O que vem por aí? No que você está trabalhando agora?
Tem certeza que quer manter essa pergunta? É que são tantas coisas… Hoje, por exemplo, estou criando as ementas para as disciplinas de pós-graduação e quem é professor-autor sabe que escrever uma ementa é muito parecido com escrever um poema: é algo absolutamente afetivo! Além disso, estou fortemente envolvida com o meu curso de Escrita Curativa: estou com uma bolsa (UNIFESP-CNPq) para me aprofundar nessa pesquisa, de modo que continuarei com as oficinas e as atividades extras em 2016, além da publicação do livro “Criaturas” (Ed. Patuá) que é uma antologia de textos escritos por alunos das 4 turmas que já fizeram o curso. Em 2016, também continuo como curadora do prêmio Mapa Cultural Paulista, portanto, envolvida com a seleção dos autores que serão premiados na fase estadual, gente incrível de 164 cidades de São Paulo escrevendo e reescrevendo a literatura. Quanto às produções literárias, 2 livros já estão no prelo: “9 janelas paralelas & outros incômodos” (Ed.Dobra & Patuá), livro de contos finalista no Prêmio SESC 2015, e o infantil “O pequeno xamã” (MovPalavras). “Tatuagem: mínimo romance”, premiado com a bolsa PROAC provavelmente também sairá em 2016. Há ainda o livro de poemas “Quintais” que não apresentei pra ninguém e acho que vou fazer isso em algum momento. No mais, continuo escrevendo no blog geruzazelnys.blogspot.com. Com isso sobra algum tempinho para a fé e a família, os amigos, as cervejas; mas não dá tempo pra outras coisas adiáveis como a morte, por exemplo.

E por fim, o que você está lendo no momento?
Eu não disse ainda que, se pudesse, não leria mais nada, né? Pois é. Eu leio muito por causa da demanda: todos os meus trabalhos envolvem leitura, então chega uma hora que a gente fica de saco cheio de tanto ler e se pergunta até que ponto isso importa. Porque a verdade é que depois que a gente aprende a ler, ler não importa muito porque se torna algo natural. Difícil explicar em tão poucas palavras, mas é como se tudo se oferecesse à leitura e aí você só precisa fazer um ou outro aprofundamento: não há nada que esteja nos livros que não esteja também fora deles, gravitando em torno das coisas. Bem, mas, além das leituras de trabalho, leio por prazer textos de base teórica e filosófica: Lévinas, Derrida, Agamben, Butler, que junto com textos assumidamente literários como Hilda Hilst, Herberto Helder, Manoel de Barros, Drummond, estou sempre lendo e relendo, pois o que eles dizem – e o que não dizem – corre nas minhas veias e acende toda sorte de desejos, são autores que me convocam.

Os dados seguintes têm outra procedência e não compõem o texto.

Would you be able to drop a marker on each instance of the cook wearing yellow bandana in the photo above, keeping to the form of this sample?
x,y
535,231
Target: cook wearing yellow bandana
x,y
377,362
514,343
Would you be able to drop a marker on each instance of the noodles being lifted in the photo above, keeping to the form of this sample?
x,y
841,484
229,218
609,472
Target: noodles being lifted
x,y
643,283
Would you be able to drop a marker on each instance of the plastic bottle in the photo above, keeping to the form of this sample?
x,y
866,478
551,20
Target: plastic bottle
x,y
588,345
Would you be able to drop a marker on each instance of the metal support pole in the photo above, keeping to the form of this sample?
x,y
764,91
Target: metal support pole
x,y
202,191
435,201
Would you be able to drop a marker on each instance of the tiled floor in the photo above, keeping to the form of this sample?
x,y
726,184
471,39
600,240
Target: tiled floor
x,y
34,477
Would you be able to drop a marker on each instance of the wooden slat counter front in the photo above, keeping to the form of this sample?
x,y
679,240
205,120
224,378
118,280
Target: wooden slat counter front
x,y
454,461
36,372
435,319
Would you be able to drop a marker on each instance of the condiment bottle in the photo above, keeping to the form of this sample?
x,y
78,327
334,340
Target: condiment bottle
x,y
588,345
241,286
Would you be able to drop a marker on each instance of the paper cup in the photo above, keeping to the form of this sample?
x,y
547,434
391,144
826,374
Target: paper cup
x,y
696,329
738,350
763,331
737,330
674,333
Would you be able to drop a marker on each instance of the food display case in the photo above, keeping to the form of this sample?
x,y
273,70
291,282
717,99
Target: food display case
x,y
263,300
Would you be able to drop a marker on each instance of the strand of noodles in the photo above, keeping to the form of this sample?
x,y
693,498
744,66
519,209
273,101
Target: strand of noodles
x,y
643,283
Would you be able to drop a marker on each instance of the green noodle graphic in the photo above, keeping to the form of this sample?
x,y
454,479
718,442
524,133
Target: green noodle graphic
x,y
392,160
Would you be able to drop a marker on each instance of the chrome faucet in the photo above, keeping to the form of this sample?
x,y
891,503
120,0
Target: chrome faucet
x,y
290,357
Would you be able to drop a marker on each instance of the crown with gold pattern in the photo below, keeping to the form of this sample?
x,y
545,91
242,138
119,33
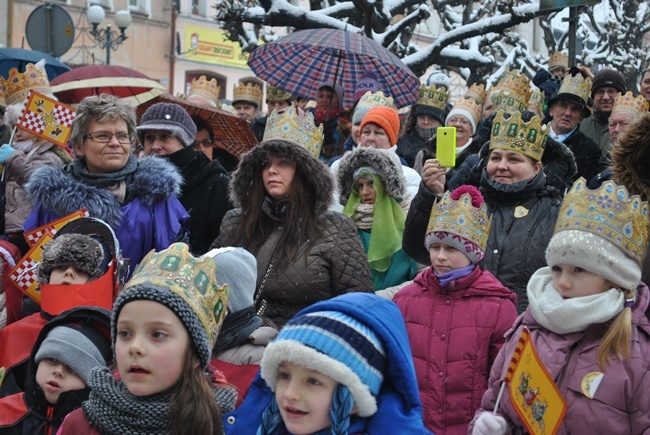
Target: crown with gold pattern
x,y
207,89
17,85
433,97
250,93
629,104
477,92
191,278
513,134
301,130
609,212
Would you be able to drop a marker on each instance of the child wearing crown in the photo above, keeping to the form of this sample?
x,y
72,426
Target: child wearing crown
x,y
586,318
456,314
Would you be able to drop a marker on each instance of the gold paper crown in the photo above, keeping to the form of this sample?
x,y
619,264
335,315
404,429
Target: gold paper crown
x,y
433,97
627,103
513,134
609,212
301,130
18,85
516,82
558,59
204,88
250,93
461,218
191,278
477,92
275,94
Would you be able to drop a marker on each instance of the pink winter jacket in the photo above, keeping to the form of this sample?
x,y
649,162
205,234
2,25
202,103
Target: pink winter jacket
x,y
621,403
455,334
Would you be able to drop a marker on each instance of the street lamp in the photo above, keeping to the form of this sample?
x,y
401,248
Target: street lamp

No entanto, tenho me interessado demais pela literatura dos blogues e pelos novos autores que encontro nas esquinas de um link e outro, sou fortemente inspirada por esse inacabamento, essa escrita em processo, pelo risco de apagamento do traço, pela palavra soprada, enfim… Tenho lido pessoas deliciosas na Revista Raimundo, por exemplo, e nas editoras independentes, como a Patuá, que são pura potência em ebulição. Mas, acho que não foi bem essa a pergunta que me fez, parece que me empolguei e me excedi um pouco… Você quer saber o que estou lendo hoje? Bem, hoje, eu finalizei o livro “Myra”, de Maria Velho da Costa, que me deu a frase que entrego, como presente, pra você agora: “Odeio as pessoas que se metem com a literatura, e não a sofrem”.

One comment

  1. Cada vez amo mais.
    A alma nua e crua de Geruza traduz o que vai no mais recôndito de meu ser. Essa inteireza me toca profundamente.